Question

suppose that a random sample of 15 adult u.s. males has a mean height of 69 inches with a standard deviation of 2.5 inches. if we assume that the heights of adult males in the u.s. are normally distributed, find a 90% confidence interval for the mean height of all u.s. males. give the lower limit and upper limit of the 90% confidence interval.
carry your intermediate computations to at least three decimal places. round your answers to one decimal place. (if necessary, consult a list of formulas )
lower limit:
upper limit:

Explanation:

Step1: Identify the formula

For a small - sample (n < 30) confidence interval when the population standard - deviation is unknown, we use the t - distribution. The formula for the confidence interval is $\bar{x}\pm t_{\alpha/2}\frac{s}{\sqrt{n}}$, where $\bar{x}$ is the sample mean, $t_{\alpha/2}$ is the critical value, $s$ is the sample standard deviation, and $n$ is the sample size.

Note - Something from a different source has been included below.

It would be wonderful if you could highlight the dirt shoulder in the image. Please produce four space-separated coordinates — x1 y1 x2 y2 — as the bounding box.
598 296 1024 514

Step2: Determine the degrees of freedom and $\alpha$

The sample size $n = 15$, so the degrees of freedom $df=n - 1=15 - 1 = 14$. The confidence level is 90%, so $\alpha=1 - 0.90 = 0.10$ and $\alpha/2=0.05$.

Step3: Find the critical value $t_{\alpha/2}$

Looking up in the t - distribution table with $df = 14$ and $\alpha/2 = 0.05$, we get $t_{0.05,14}=1.761$.

Step4: Calculate the margin of error

The sample mean $\bar{x}=69$, the sample standard deviation $s = 2.5$, and $n = 15$. The margin of error $E=t_{\alpha/2}\frac{s}{\sqrt{n}}=1.761\times\frac{2.5}{\sqrt{15}}\approx1.144$.

Step5: Calculate the lower and upper limits

The lower limit is $\bar{x}-E=69 - 1.144\approx67.9$.
The upper limit is $\bar{x}+E=69 + 1.144\approx70.1$.

Answer:

Lower limit: 67.9
Upper limit: 70.1